I’m having the same error but only on the front-end. I can insert the keys and validate them on the back-end, save the settings, but when I view the form on the front-end I get this error.
I’ve tested it on a local installation with and without plugins, with this theme and another one, and it all works, so it isn’t a plugin/theme conflict issue.
Do you have any idea of what the problem might be?
This saved my tailbones.
With WP 4.8 multisite/multinetwork, I only had to remove and re-enter the ReCAPTCHA keys on one site, and it seems to have fixed all of them.
I don’t have direct confirmation that the error was happening on more than that one site, though, so maybe I just got lucky.
Either way, thanks!
The Man!
Thank you! It worked.
Worked like a charm. Thanks Samuel!
Very helpful. Thanks!
One possible cause of this for many users might be when triple-clicking in the “secret key” field to select the key, while in Google reCaptcha. When I did this, I didn’t realize it selects the line below it “Step 1: Client side integration”. Pasting this into Gravity Forms will paste that extra text along with the key.

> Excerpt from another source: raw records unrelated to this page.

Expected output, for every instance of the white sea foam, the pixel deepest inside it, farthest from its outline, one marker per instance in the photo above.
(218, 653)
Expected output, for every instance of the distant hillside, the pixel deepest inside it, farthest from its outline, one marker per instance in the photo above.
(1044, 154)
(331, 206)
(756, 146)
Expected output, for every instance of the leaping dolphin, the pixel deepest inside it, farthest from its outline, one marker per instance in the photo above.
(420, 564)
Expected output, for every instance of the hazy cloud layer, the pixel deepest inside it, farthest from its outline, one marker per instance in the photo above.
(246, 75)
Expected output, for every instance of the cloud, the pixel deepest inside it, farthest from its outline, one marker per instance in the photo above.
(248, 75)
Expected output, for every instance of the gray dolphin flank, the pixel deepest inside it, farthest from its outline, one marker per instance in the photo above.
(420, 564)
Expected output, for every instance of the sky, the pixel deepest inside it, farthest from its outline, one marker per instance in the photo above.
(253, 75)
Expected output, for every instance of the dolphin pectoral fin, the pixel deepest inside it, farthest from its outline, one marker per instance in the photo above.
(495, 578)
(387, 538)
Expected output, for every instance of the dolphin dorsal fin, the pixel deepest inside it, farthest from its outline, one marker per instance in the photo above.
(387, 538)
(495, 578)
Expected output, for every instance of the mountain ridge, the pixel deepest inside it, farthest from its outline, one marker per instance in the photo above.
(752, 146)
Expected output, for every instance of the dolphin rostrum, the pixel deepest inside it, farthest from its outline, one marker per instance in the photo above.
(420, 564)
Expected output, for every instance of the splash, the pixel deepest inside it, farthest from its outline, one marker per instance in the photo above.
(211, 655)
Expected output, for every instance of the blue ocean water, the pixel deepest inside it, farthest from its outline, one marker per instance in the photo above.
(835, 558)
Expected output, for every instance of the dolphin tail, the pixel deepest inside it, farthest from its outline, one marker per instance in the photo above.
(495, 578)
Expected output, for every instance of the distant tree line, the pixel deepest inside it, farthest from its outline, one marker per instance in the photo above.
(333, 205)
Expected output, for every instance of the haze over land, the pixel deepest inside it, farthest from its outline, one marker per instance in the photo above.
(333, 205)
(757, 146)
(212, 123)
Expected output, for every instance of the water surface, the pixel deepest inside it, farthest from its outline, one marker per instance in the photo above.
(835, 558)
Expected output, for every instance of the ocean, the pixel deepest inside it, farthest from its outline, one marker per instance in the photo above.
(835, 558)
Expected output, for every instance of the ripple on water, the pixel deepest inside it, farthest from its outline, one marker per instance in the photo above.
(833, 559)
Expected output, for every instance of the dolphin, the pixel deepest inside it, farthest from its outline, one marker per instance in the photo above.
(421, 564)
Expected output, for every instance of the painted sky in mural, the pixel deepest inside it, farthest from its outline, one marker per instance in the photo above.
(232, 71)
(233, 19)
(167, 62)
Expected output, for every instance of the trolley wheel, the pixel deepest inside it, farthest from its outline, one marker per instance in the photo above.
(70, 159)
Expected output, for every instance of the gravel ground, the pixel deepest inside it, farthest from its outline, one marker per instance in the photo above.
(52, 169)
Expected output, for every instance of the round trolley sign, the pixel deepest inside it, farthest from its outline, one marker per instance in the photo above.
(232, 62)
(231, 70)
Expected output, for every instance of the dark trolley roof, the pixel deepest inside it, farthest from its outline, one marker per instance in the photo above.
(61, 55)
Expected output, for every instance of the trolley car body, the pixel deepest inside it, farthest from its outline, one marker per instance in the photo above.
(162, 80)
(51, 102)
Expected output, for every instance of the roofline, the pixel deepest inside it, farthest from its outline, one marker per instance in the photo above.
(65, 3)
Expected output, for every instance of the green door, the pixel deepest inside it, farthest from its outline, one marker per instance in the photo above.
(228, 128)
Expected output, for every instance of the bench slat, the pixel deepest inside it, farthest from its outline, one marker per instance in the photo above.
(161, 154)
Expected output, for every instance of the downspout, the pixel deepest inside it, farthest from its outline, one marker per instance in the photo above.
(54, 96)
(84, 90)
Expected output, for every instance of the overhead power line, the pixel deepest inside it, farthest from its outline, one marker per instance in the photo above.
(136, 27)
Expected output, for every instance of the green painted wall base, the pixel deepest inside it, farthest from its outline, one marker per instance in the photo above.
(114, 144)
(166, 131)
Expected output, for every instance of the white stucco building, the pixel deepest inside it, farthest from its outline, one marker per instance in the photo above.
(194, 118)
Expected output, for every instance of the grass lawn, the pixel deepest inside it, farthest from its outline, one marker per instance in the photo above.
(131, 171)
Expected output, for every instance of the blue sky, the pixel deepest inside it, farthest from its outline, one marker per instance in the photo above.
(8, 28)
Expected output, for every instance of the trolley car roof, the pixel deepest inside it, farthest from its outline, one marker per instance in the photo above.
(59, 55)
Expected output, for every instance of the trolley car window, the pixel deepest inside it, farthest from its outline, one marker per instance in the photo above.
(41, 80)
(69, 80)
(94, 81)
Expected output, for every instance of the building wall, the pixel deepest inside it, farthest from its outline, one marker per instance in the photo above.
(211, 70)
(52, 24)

This was a great tip! Deleting the keys, saving, removing the formatting from the keys, paste/resave worked like a charm!
Thanks so Much Samuel. You’re a life saver
Thanks very much for this, it was a simple fix when I followed your step-by-step instructions!
THANK YOU SO MUCH. Your explanation was simple and easy to follow!!! Much appreciated mate.
Great!!
It worked
Thank you
Phew – easy solution to an annoying problem.
Thank you for this article!
I followed the steps and this fixed the problem!
Thank you. Resetting the keys solved it right away.
I love you for this post! Really, so simple yet was driving me nuts for hours until I found this! Thanks!